WHEN US First Lady Eleanor Roosevelt visited Canberra in 1943 as part of a five-week tour in the Pacific, the Australian press declared her to be “a corker, a real beaut.”That pretty well summed up the general feeling this morning when US Ambassador John Berry turned on morning tea today for a select group of guests and media to mark the 70th anniversary of her visit.
Governor General Quentin Bryce was on hand to reciprocate Mrs Roosevelt’s 1943 planting of an oak tree, the saplings of which can be seen all around Australia, by planting a red box gum in the gardens of the embassy. It was, we heard from Mr Berry, of the many embassies to be built in Canberra and evidence of the warm relations cemented between the two countries during the war in the Pacific.
Describing Mrs Roosevelt’s tour as “truly groundbreaking” in an area when first ladies didn’t play a direct role and certainly didn’t travel into war zones, he told those present that the Pacific was still a dangerous place when she visited 400,000 US servicemen over 17 islands.
Ignoring the precept that ‘women don’t do that sort of thing’ she was a huge hit among the soldiers and was personally very moved after her visit to Guadalcanal in the present-day Solomon Islands, an experience that led her to believe that the real memorial of the war must be built through a better life of peace for those left behind.
In a morning dedicated by Ambassador Berry to exceptional women, it was notable that he chose a new word when inviting Mrs Bryce to plant the tree and thus, he said, “ARBORIALLY anchoring our alliance.”

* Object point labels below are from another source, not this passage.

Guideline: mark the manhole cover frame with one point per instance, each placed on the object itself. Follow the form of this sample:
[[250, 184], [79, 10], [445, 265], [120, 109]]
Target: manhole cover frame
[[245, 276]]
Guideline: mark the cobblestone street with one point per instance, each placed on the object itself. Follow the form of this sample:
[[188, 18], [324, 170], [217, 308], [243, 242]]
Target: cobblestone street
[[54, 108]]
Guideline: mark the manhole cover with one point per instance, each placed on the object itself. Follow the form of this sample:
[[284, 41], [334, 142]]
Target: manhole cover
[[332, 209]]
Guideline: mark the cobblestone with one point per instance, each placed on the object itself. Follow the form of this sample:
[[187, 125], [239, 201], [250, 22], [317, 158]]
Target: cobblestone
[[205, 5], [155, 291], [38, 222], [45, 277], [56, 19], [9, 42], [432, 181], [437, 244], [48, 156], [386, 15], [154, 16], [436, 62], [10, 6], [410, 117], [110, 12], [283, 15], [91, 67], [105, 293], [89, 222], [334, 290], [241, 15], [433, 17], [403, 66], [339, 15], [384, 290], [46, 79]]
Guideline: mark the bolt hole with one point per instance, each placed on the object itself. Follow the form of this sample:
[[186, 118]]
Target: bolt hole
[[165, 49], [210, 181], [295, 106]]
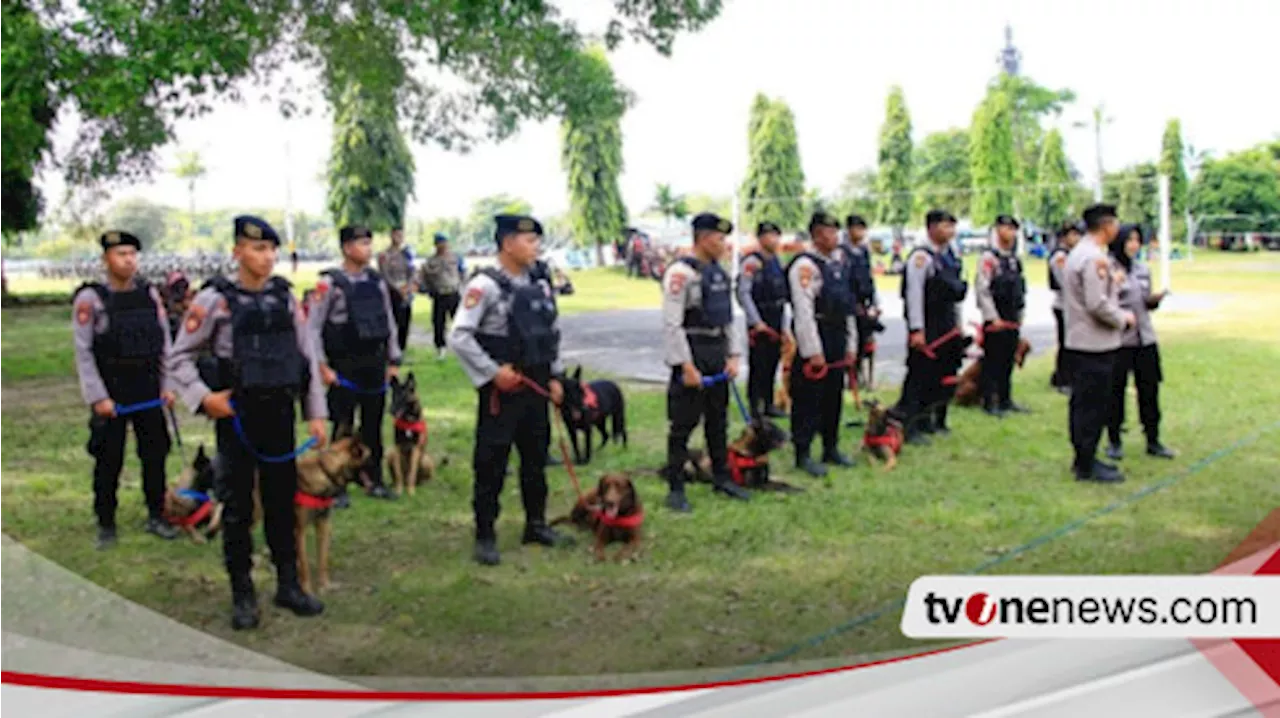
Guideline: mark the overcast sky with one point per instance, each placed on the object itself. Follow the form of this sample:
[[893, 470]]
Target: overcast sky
[[1210, 63]]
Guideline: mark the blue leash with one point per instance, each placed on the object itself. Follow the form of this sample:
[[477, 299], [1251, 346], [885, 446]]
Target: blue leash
[[240, 431], [352, 387]]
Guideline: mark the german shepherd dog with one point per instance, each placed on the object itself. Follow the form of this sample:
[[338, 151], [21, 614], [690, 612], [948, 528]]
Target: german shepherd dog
[[410, 463], [186, 501], [612, 512], [597, 405]]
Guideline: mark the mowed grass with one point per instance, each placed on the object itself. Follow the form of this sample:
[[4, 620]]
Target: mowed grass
[[727, 585]]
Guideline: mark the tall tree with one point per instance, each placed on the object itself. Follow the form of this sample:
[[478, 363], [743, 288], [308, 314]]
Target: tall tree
[[592, 158], [370, 168], [942, 172], [895, 164], [1054, 195], [773, 188], [991, 159]]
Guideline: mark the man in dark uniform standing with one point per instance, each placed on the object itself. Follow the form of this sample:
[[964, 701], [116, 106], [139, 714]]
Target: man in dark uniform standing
[[699, 342], [823, 311], [352, 327], [507, 339], [932, 291], [254, 328], [762, 291], [1001, 295], [122, 337]]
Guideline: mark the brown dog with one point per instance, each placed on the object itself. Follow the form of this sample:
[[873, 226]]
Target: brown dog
[[612, 512], [882, 439]]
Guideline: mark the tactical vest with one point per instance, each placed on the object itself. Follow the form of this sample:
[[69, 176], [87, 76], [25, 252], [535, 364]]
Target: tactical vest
[[362, 339], [531, 342], [769, 289], [265, 355], [129, 352], [942, 292], [1009, 287]]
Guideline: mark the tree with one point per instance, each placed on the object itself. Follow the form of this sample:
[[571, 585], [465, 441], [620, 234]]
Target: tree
[[773, 188], [895, 164], [461, 72], [942, 172], [991, 159], [592, 158], [1054, 196], [370, 167]]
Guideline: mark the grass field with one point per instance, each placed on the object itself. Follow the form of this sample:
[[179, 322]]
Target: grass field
[[727, 585]]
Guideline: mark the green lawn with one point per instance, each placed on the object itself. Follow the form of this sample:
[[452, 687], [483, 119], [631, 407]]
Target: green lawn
[[730, 584]]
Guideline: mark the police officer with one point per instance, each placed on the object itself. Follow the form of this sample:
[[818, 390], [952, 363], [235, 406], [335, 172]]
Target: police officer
[[264, 364], [699, 341], [507, 339], [122, 335], [762, 291], [1095, 327], [396, 264], [863, 283], [1068, 236], [823, 309], [352, 327], [932, 291], [1000, 289]]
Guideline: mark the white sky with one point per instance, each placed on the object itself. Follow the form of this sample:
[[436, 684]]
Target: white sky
[[1210, 63]]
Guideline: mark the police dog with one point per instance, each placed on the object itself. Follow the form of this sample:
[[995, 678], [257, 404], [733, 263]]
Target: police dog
[[597, 405], [186, 501], [410, 463], [612, 512], [882, 439]]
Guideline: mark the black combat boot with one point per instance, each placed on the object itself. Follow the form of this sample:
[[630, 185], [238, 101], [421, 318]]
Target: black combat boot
[[288, 593], [245, 613]]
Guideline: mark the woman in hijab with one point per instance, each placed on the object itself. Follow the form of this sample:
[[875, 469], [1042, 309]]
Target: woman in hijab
[[1139, 353]]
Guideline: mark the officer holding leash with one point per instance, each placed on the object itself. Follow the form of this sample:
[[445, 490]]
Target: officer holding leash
[[255, 329], [824, 315], [352, 328], [507, 339], [122, 335], [762, 291], [1000, 289], [699, 343]]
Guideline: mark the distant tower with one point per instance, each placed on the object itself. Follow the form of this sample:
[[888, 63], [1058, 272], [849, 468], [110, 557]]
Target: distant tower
[[1009, 58]]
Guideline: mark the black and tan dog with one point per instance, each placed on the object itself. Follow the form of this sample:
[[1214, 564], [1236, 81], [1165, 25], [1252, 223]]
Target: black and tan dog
[[748, 457], [192, 504], [882, 439], [410, 463], [597, 405], [612, 512]]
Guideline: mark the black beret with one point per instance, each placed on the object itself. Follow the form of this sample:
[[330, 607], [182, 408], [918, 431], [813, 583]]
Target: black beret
[[119, 239], [351, 233], [711, 222], [937, 216], [255, 228], [823, 219], [515, 224]]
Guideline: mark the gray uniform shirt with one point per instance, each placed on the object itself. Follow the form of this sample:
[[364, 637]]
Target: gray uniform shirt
[[88, 323], [988, 268], [805, 280], [484, 311], [1093, 319], [682, 288], [329, 305], [208, 328], [1136, 296]]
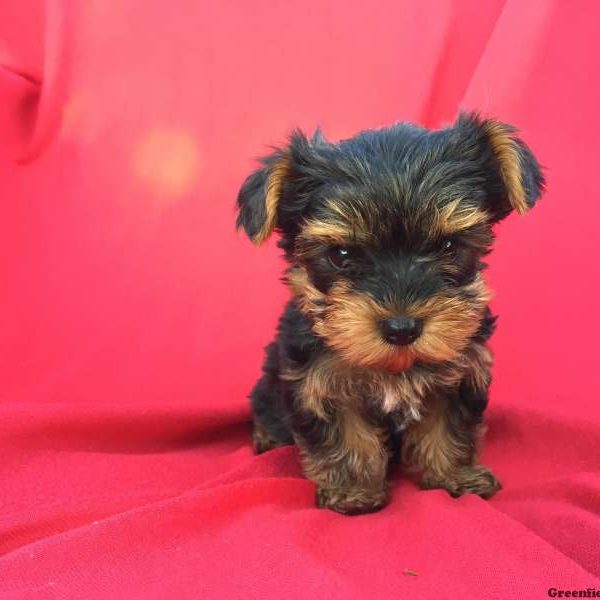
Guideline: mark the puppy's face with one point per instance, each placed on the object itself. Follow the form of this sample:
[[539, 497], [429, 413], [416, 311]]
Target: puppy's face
[[386, 232]]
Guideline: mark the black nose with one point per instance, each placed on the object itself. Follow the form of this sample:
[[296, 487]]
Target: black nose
[[401, 331]]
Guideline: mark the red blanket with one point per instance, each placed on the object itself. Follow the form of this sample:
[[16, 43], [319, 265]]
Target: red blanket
[[132, 317]]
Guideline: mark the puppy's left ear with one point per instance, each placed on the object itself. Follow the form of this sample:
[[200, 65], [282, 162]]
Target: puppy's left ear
[[518, 182]]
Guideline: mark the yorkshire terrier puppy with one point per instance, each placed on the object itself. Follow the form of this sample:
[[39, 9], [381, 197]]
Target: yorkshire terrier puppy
[[382, 348]]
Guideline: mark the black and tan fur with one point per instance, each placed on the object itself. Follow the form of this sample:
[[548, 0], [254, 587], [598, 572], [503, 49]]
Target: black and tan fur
[[391, 224]]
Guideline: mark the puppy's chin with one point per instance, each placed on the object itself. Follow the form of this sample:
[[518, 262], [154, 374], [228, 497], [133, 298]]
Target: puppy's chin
[[398, 361]]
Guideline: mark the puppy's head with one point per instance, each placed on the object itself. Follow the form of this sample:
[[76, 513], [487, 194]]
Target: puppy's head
[[385, 232]]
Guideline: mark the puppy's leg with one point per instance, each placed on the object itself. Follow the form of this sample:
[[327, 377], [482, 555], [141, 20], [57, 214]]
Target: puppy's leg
[[269, 423], [445, 443], [346, 455]]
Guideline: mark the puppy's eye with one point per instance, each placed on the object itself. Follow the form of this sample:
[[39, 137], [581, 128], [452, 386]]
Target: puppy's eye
[[341, 257]]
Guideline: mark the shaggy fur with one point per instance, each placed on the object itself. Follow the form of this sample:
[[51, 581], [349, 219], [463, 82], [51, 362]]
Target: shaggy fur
[[382, 347]]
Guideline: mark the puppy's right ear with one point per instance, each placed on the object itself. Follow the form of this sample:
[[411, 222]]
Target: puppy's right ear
[[259, 197]]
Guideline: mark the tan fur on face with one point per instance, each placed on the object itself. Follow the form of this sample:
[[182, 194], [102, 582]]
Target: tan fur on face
[[507, 152], [326, 232], [277, 175], [455, 217], [348, 322]]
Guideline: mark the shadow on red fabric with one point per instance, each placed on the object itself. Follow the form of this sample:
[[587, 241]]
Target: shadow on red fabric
[[133, 317]]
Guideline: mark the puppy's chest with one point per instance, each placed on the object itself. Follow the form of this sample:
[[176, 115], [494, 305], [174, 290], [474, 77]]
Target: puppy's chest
[[401, 395]]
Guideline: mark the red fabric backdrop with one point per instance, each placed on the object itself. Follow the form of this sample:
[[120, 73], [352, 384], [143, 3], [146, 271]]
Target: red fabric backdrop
[[132, 316]]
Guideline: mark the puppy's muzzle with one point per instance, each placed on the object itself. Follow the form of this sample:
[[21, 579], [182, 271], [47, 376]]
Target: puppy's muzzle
[[400, 331]]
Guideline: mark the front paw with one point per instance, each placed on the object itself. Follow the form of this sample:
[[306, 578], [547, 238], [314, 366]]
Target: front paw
[[352, 501], [464, 480]]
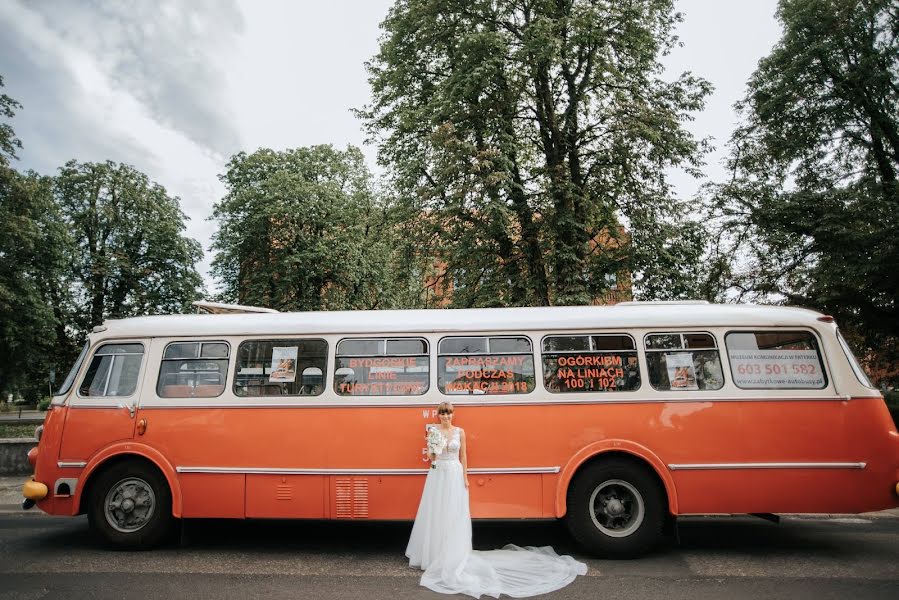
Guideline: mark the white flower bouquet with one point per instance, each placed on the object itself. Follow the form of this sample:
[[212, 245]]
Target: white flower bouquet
[[436, 441]]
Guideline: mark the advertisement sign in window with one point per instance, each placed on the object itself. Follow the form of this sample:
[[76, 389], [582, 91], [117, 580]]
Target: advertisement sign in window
[[776, 368], [284, 364]]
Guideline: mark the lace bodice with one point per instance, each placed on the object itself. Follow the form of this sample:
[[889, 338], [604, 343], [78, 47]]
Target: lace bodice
[[451, 450]]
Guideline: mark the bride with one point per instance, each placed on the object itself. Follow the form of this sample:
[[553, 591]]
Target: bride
[[440, 543]]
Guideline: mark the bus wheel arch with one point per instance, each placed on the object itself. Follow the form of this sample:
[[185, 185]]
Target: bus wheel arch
[[128, 502], [616, 504], [112, 455], [607, 450]]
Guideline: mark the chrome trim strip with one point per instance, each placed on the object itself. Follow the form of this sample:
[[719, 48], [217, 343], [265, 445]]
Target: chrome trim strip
[[809, 465], [280, 471]]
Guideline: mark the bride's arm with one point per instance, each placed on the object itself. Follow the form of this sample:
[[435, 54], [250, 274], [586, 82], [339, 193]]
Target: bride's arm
[[463, 454]]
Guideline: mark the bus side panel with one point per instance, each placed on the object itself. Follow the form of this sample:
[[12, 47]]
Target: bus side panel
[[875, 440], [89, 429], [506, 496], [212, 495], [286, 496]]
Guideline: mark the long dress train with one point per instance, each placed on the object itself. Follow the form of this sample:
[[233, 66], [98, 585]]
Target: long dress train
[[441, 544]]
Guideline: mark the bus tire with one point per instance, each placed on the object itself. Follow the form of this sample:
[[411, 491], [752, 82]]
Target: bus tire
[[131, 506], [616, 509]]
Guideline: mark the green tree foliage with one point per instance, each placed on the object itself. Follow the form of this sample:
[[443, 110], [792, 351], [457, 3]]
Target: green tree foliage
[[304, 230], [524, 134], [33, 241], [812, 210], [130, 254]]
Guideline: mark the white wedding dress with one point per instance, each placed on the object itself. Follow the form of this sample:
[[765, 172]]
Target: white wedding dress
[[441, 544]]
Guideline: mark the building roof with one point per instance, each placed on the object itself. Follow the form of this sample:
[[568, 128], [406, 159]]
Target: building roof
[[557, 318]]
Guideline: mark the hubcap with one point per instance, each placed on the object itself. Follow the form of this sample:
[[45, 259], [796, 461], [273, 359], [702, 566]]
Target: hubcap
[[129, 505], [616, 508]]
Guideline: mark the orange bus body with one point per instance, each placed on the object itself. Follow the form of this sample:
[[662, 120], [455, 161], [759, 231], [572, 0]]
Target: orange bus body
[[830, 450]]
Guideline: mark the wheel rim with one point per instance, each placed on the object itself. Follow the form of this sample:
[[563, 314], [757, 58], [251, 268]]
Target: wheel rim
[[129, 505], [616, 508]]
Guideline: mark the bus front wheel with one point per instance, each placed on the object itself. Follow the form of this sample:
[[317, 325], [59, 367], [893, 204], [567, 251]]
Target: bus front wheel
[[131, 506], [616, 509]]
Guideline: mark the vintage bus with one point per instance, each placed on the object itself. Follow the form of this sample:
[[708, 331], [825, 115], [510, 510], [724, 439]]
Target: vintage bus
[[616, 419]]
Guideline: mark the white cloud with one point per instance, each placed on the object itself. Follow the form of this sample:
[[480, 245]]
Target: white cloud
[[176, 88]]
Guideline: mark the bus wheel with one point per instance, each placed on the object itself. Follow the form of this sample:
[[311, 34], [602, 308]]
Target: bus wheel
[[616, 509], [131, 506]]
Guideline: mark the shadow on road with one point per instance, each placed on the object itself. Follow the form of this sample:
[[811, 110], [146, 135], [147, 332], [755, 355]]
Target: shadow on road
[[719, 535]]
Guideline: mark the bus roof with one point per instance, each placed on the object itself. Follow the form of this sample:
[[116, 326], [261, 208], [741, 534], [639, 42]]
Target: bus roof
[[555, 318]]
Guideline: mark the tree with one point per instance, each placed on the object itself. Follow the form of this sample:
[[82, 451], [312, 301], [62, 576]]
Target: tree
[[304, 230], [33, 242], [812, 209], [524, 132], [130, 254]]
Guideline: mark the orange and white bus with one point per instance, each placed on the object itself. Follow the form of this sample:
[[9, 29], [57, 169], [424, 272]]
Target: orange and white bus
[[615, 419]]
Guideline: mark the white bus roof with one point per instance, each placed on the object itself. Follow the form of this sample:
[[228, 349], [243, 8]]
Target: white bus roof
[[556, 318]]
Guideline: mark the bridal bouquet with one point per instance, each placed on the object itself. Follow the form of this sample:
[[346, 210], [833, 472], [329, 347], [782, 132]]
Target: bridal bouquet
[[436, 441]]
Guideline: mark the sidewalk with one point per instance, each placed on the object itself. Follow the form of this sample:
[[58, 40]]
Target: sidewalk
[[11, 499]]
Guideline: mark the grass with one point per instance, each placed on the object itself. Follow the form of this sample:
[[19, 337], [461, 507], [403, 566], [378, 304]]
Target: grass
[[16, 430]]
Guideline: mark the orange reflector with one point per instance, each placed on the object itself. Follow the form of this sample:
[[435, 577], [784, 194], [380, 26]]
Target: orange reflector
[[34, 490]]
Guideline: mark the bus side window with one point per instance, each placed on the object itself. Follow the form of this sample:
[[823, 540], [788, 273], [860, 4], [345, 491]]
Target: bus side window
[[683, 361], [288, 367], [775, 360], [193, 370], [382, 367], [590, 363], [113, 371], [485, 365]]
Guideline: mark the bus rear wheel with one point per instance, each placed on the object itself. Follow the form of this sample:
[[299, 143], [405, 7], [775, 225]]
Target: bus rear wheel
[[131, 506], [616, 509]]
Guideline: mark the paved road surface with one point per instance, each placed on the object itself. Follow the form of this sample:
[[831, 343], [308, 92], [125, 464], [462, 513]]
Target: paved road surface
[[720, 557]]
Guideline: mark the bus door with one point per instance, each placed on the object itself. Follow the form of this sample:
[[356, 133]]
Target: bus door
[[102, 406]]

The Governor General told of visitors that to her, Mrs Roosevelt had always been “a shining beacon” and that she had carried her “wise, gutsy and reassuring quotes” with her throughout her career.A particularly useful quote for anyone in public life was, “Do what you feel in your heart to be right – for you’ll be criticised anyway. You’ll be damned if you do, and damned if you don’t.”